As mentioned above, the question of “intent to return” is therefore particularly critical for the decision to issue a visa and it has also repeatedly been the subject of court decisions.
This was also the case in the above-mentioned decision of the Federal Administrative Court of 11 January 2011.
Circumstances of the court decision
MOROCCAN MOTHER APPLIES FOR SCHENGEN VISA TO VISIT HER CHILDREN LIVING IN GERMANY
The visa applicant was a Moroccan national whose two children had been living with her divorced husband in Germany since 2005. In early 2008, the German embassy in Rabat rejected the complainant’s application for a Schengen visa to visit her children because she had set forth no prospect of return.
INITIALLY SUCCESSFUL ACTION AGAINST REJECTION OVERTURNED ON APPEAL
Complaint proceedings against the rejection before the Administrative Court of Berlin (judgment of 10 December 2008 – VG 7 V 16.08) were initially successful. However, the Higher Administrative Court of Berlin-Brandenburg (Oberverwaltungsgericht Berlin-Brandenburg), which dealt with the appeal, held that the request for issuance of a visa was obsolete due to expiry of the travel dates stated in the visa application and that the rejection was therefore not unlawful.

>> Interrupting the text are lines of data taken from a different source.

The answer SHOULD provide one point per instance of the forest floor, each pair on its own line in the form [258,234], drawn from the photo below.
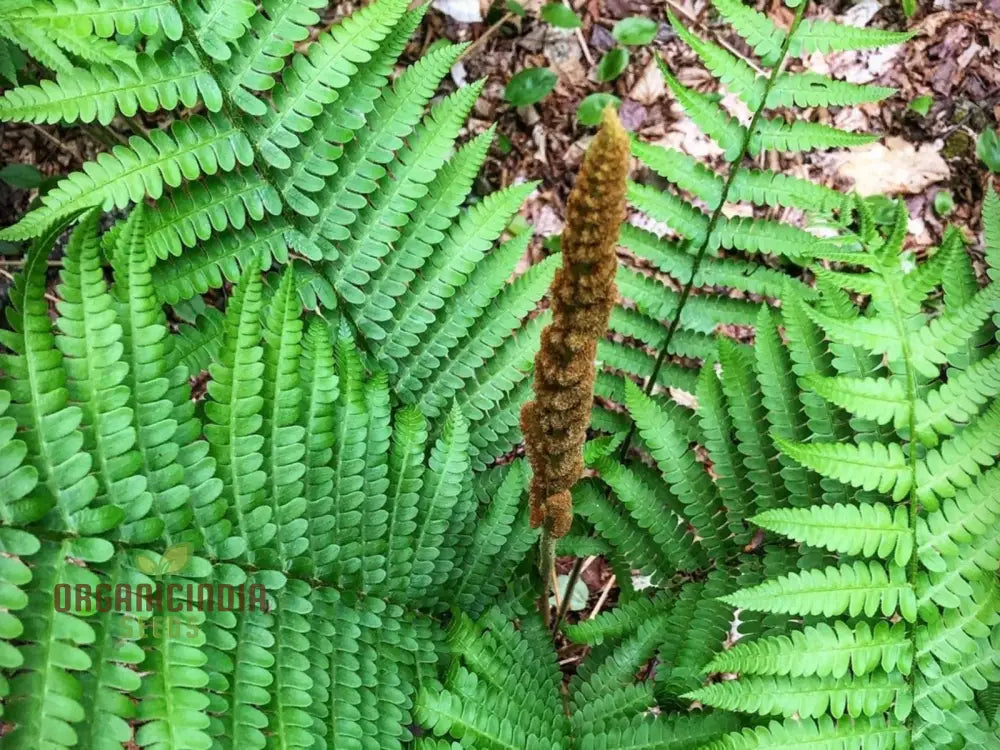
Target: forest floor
[954,59]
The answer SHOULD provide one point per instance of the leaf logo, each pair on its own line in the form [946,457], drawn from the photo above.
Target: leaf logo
[173,560]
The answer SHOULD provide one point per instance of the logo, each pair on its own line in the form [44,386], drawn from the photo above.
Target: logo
[173,601]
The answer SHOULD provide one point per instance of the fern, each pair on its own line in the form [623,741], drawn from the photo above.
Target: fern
[314,153]
[698,245]
[504,693]
[916,577]
[292,472]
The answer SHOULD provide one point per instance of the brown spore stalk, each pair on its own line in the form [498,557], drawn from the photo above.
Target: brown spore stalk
[582,295]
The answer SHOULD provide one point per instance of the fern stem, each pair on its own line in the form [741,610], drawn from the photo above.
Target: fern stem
[661,356]
[546,569]
[911,396]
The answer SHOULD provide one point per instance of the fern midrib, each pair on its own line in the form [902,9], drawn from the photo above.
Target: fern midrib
[911,395]
[92,11]
[31,357]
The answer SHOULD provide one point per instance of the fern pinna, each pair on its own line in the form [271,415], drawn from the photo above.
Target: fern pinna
[292,473]
[897,481]
[707,242]
[314,158]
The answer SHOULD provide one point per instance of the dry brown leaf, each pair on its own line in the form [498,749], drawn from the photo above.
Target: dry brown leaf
[893,167]
[650,87]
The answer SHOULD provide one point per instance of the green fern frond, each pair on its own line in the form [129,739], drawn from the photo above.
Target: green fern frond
[865,530]
[157,82]
[192,148]
[823,651]
[824,734]
[854,589]
[807,697]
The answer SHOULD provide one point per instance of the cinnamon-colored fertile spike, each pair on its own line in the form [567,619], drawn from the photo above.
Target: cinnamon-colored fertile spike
[583,293]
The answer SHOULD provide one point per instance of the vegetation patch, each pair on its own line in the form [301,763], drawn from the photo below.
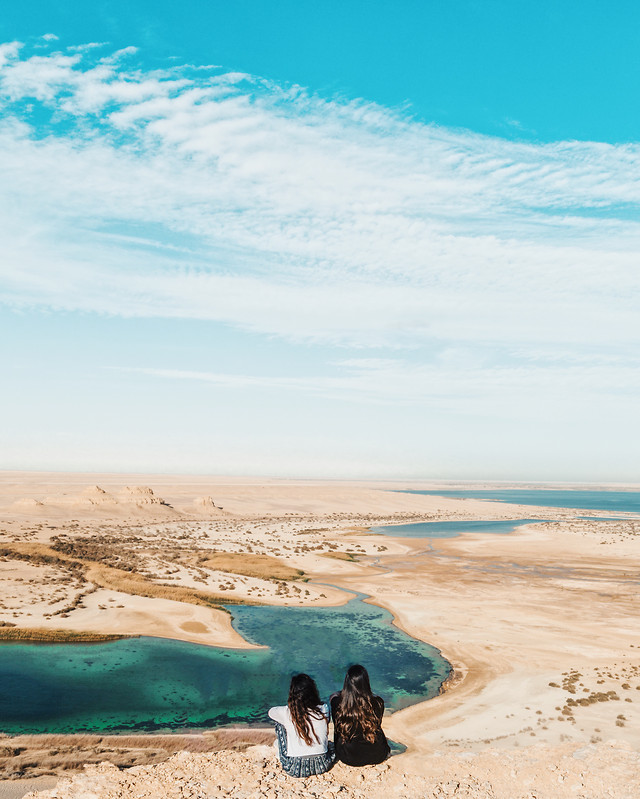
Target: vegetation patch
[264,567]
[42,634]
[350,556]
[113,578]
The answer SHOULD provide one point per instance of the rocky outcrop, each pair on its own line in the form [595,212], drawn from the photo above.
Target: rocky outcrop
[581,772]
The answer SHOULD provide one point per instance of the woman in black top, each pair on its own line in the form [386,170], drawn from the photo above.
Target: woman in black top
[357,716]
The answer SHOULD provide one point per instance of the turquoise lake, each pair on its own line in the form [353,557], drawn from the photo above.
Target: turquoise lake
[450,529]
[148,684]
[613,501]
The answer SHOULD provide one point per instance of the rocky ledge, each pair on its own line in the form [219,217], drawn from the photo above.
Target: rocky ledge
[602,771]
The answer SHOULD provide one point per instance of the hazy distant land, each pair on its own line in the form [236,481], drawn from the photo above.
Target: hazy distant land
[540,625]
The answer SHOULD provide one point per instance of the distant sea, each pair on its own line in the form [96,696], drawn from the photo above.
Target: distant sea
[611,501]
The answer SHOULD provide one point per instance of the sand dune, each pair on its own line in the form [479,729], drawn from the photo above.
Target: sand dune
[540,625]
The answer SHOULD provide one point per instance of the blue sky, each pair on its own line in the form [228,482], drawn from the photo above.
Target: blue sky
[315,240]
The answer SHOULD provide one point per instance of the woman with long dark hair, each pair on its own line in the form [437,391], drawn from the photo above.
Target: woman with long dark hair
[302,730]
[357,719]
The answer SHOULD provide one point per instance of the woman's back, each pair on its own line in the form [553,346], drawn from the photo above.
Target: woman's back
[296,746]
[357,716]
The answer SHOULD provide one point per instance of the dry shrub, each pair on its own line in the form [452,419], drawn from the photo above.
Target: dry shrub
[54,636]
[261,566]
[36,755]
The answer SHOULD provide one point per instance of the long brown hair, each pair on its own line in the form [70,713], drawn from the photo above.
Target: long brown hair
[358,709]
[304,704]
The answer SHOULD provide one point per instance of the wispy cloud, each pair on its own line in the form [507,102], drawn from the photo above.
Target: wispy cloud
[223,196]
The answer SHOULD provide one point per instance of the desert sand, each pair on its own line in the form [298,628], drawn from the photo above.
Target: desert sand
[540,626]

Judgment of the Federal Administrative Court
The Federal Administrative Court confirmed the judgment of the Higher Administrative Court only in the outcome. The court found that, in the absence of any indications to the contrary, an application for issuance of a Schengen visa for a short visitor’s stay was to be interpreted as indicating that the applicant still desired to visit even after the intended period of stay specified in the application form had passed.

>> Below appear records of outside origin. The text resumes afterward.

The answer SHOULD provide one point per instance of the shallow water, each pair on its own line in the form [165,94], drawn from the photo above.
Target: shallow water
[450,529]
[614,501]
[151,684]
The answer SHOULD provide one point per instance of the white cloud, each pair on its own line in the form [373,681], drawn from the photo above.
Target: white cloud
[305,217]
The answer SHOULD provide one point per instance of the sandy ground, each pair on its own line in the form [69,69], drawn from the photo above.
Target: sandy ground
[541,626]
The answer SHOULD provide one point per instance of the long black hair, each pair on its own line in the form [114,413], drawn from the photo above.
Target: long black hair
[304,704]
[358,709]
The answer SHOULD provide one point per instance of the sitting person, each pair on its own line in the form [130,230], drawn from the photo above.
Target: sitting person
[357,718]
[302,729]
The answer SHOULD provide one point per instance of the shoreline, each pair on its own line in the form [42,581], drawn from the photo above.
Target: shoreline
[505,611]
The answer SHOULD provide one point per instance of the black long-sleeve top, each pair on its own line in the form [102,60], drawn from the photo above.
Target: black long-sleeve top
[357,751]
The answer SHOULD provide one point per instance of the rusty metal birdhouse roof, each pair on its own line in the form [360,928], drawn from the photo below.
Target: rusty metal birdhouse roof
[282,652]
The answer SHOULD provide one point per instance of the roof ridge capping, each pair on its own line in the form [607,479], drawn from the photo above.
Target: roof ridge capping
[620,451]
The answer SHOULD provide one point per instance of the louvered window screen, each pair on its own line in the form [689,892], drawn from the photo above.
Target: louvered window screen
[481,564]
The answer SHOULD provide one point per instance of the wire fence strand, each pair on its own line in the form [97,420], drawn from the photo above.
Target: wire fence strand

Contrary to the opinion of the appeal court, the plaintiff’s request had therefore not become obsolete.
However, the applicant was not entitled to a visitor’s visa. Under Regulation (EC) No. 810/2009 (Visa Code), which came into force in April 2010, the issuance of a uniform visitor’s visa valid for the entire Schengen Area must be refused if there are reasonable doubts as to the applicant’s intention to leave the territory of the Member States before the expiry of the visa applied for (Article 32(1) (b) of the Visa Code).
FEDERAL ADMINISTRATIVE COURT ALSO SEES PLAINTIFF’S FALSE STATEMENTS AS SIGN OF LACK OF INTENT TO RETURN
According to the findings of the appeal court, such doubts were to be assumed in the complainant’s case. This was because she had initially concealed the true reason for her stay in the visa procedure and there were concrete indications that she wished to remain in Germany permanently because of her children.

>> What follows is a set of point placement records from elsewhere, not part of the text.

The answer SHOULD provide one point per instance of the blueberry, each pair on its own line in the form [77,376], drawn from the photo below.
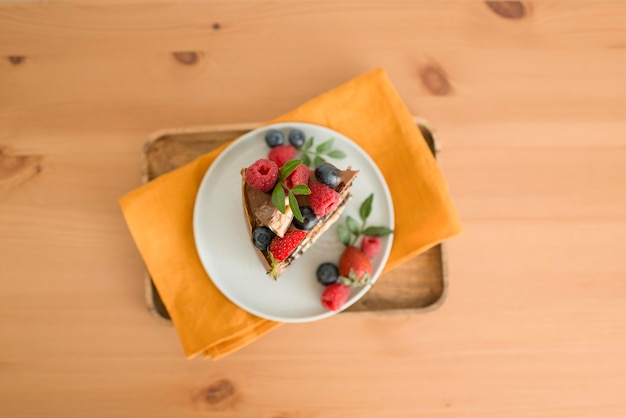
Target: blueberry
[327,274]
[274,138]
[309,220]
[296,138]
[261,237]
[327,174]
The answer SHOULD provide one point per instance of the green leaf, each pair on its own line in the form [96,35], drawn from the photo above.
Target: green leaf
[377,231]
[325,146]
[306,160]
[301,189]
[288,168]
[295,208]
[278,198]
[353,225]
[366,208]
[336,154]
[344,235]
[318,160]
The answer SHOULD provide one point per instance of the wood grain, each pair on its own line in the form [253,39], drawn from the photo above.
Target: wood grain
[532,128]
[416,285]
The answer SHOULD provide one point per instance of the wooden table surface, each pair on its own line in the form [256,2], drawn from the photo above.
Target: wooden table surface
[529,101]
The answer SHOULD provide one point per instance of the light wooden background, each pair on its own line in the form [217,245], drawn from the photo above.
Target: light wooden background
[529,101]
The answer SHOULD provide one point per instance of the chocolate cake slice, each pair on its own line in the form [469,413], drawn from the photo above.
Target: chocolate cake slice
[280,238]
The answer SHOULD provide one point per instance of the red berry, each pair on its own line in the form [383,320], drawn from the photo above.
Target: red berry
[323,199]
[281,248]
[335,296]
[262,175]
[282,153]
[300,175]
[354,260]
[370,246]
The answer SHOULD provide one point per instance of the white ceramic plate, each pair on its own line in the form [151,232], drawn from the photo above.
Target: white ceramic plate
[224,245]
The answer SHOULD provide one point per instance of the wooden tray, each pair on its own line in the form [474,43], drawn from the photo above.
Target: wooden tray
[416,285]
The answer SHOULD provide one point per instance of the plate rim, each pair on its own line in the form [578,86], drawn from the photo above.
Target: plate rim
[372,165]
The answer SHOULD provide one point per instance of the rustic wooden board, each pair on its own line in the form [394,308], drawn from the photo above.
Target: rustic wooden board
[415,285]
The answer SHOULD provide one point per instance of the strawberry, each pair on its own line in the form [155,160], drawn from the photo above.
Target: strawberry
[355,264]
[281,248]
[334,296]
[370,246]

Neither was the plaintiff entitled to a visitor’s visa valid only for the territory of the Federal Republic of Germany.
Such a visa could only be issued by a Member State in the exceptional cases listed in Article 25(1) of the Visa Code. However, such an exceptional case could not be assumed here.
Based on the public interest in preventing uncontrolled immigration, even in view of the special protection of family relationships, the exceptional issuing of a visa was not necessary.
MOTHER COULD MAINTAIN CONTACT WITH CHILDREN IN OTHER WAYS
The complainant herself had brought about the geographical separation from her children by consenting to their emigration to Germany. She and her children were not compelled to rely on a visit by the complainant to Germany to maintain family ties.
Contact with the family could also be maintained in other ways, such as via the Internet, letters and telephone calls, as well as visits by the children to Morocco during holidays.